O que acontece quando a liberdade é reduzida a concepções superficiais sobre poder e direito, enquanto a própria ideia de sociedade é esfacelada, a igualdade é menosprezada e a democracia é reduzida a noções de mercado? A justiça social é minada, e expressões cruéis e provocativas de supremacia transfiguram-se em expressões de liberdade que a Primeira Emenda teria, supostamente, sido escrita para proteger. Mas não foi. Ela foi uma promessa aos cidadãos democráticos, promessa de que não seriam molestados pelo Estado em sua consciência individual, em sua voz e sua fé. Não era uma promessa de proteger ataques violentos contra outros seres humanos ou grupos, e também não era uma promessa de submeter a nação às vontades das grandes corporações. Infelizmente, a cultura libertária neoliberal de repúdio ao social abre caminho para esses acontecimentos.

O que se pode fazer, então?

Mais do que nunca, a esquerda deve contar com o fato de que não apenas o significado da liberdade, mas o seu contexto, é multiforme. A liberdade pode ser desligada da democracia e unida a outras modalidades políticas, incluindo o nacionalismo branco, o autoritarismo ou a plutocracia, que é exatamente o que está acontecendo hoje. Ignorar essa realidade, tratar a liberdade como um princípio invariável e absoluto, é desconsiderar como ela pode ser tão severamente desatrelada da igualdade, de modo que o peso dessa ação recaia sobre os mais vulneráveis.

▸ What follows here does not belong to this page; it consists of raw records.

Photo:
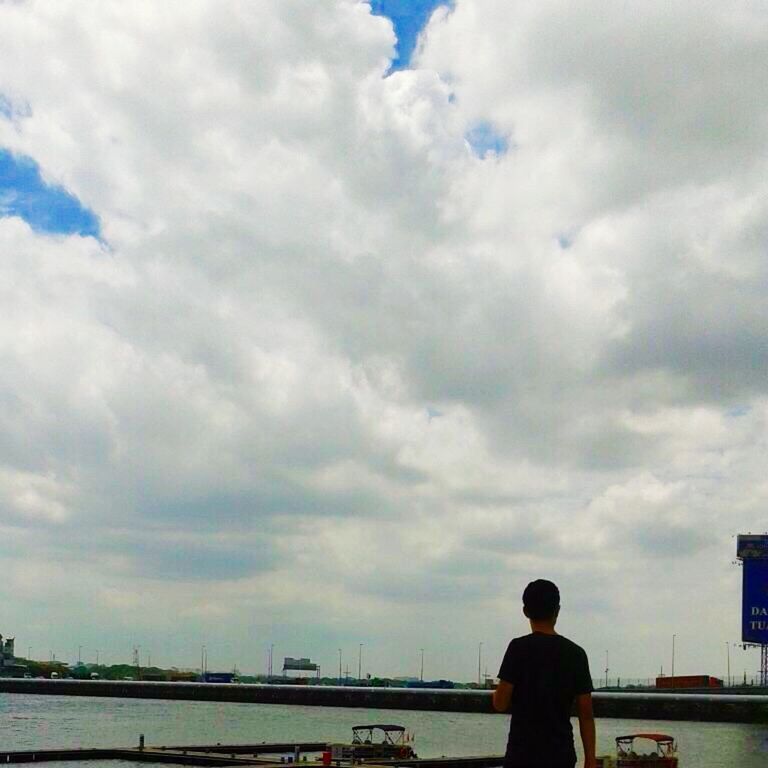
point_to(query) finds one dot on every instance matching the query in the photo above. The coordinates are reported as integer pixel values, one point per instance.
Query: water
(73, 721)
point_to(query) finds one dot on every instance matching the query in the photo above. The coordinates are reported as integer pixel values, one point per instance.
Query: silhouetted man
(540, 677)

Nesse contexto, ainda podemos acreditar na efetividade política de estender a todos o direito de falar, de congregar pessoas. Podemos também considerar que a primeira democracia conhecida do ocidente, a antiga Atenas6, não assegurava liberdade de expressão, mas sim isegoria, isto é, igualdade de expressão, o direito de todo cidadão de ser ouvido em assembleias sobre políticas públicas. Não garantia liberdade contra interferência estatal, mas isonomia, ou seja, igualdade perante as leis do estado. Não incluía eleições manipuladas e compradas, mas isopoliteia, a saber, votos igualmente ponderados e igual acesso a cargos políticos. A democracia em seu berço não estava enraizada nas possibilidades individuais, mas na liberdade baseada em três pilares da igualdade política.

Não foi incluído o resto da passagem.